Boyar and killer of Asen

Ivanko (Иванко, Ιβαγκός), also referred to by some scholars as Ivanko-Alexius, was a Vlach boyar who killed his cousin Ivan Asen I, the ruler of the renascent Second Bulgarian Empire, in 1196. He was a leader of local Vlachs and Bulgarian Slavs.

==Life==
It is not known when and where Ivanko was born. Ivanko served in Bulgarian ruler and his cousin Ivan Asen's court. In 1196, Ivanko murdered Asen. The murder occurred when Asen angrily summoned Ivanko to discipline him for having an affair with his wife's sister. Bulgarian historian Vasil Zlatarski attributed this murder by Ivanko to the Cuman faction in Bulgarian court, as opposed to other explanations involving anti-Vlach Bulgarian boyars, boyar discontent with his harsh rule, Byzantine intrigue, etc.
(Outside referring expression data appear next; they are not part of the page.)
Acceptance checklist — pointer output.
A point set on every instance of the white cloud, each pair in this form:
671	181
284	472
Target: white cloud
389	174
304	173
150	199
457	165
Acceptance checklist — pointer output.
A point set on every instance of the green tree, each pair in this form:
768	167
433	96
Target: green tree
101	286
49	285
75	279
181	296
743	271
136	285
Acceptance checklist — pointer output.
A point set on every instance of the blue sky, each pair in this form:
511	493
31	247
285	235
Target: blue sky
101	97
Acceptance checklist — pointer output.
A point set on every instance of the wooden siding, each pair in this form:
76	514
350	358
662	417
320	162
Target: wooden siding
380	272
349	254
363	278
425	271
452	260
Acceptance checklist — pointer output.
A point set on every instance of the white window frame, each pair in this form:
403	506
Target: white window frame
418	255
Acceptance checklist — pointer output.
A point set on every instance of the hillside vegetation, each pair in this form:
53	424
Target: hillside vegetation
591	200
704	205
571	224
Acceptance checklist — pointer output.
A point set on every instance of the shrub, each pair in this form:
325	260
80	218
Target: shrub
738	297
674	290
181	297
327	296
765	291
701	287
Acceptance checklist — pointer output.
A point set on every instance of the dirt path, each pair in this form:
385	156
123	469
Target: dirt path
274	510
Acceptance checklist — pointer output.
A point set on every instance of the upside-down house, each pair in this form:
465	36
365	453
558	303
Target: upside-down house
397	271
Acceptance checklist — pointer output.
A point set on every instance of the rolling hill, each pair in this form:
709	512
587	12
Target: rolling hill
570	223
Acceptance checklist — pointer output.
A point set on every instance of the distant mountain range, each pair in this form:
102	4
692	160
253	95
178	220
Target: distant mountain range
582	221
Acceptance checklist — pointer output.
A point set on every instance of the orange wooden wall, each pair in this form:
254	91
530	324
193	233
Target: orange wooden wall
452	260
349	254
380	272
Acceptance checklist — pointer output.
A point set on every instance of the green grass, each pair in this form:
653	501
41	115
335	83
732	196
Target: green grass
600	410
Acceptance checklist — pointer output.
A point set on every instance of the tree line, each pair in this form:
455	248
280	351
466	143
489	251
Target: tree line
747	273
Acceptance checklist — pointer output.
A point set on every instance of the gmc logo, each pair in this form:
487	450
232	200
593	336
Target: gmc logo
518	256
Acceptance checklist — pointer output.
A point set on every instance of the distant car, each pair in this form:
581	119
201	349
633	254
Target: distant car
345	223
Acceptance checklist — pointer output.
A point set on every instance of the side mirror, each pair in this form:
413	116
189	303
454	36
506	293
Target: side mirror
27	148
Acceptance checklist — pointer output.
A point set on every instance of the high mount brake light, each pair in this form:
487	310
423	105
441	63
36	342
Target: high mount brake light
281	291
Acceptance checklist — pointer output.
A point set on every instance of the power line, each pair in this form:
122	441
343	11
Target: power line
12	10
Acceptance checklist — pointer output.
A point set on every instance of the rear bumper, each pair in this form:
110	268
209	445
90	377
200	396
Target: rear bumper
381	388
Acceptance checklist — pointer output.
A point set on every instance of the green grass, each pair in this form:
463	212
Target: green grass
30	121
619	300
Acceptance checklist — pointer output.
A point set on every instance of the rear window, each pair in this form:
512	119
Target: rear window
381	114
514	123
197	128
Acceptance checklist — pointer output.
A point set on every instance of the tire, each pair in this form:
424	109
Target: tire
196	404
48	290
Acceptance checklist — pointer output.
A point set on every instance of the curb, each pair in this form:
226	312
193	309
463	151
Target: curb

After the murder, he seized the Bulgarian capital Tarnovo and requested the assistance of the Byzantines. However, the Byzantine army mutinied on its way and thus let Asen's brother Peter claim the throne, forcing Ivanko to flee to Byzantine capital Constantinople.

In 1197, Ivanko married Theodora Angelina, the daughter of Anna Angelina and the sebastokrator Isaac Komnenos. Theodora's father had died in Bulgarian captivity not many months earlier. After the marriage, Ivanko adopted the Greek name Alexius. His grandfather-in-law, Byzantine emperor Alexios III Angelos, gave the command of Philippopolis to him to deal with Bulgarian raids. Ivanko recruited and trained an army of his fellow Vlachs to deal with the raiders, but ended up rebelling against the Byzantines. In this period, he had set up an independent principality in Rhodope and central Thrace. He captured the Byzantine general Manuel Kamytzes, who was sent against him; Kamytzes was ransomed by his son-in-law, Ivanko's rival, Dobromir Chrysos.

The emperor's sons-in-law Alexios Palaiologos and Theodore Laskaris marched against Ivanko in 1200. Ivanko was eventually captured when Alexios invited him to a peace council but imprisoned him instead. He was executed by his order. After his death, his fortresses were recovered by the Byzantines. Byzantine historian Niketas Choniates described him as "far worse than earlier rebels, and driven to such cruelty that most barbarians deem to be manliness."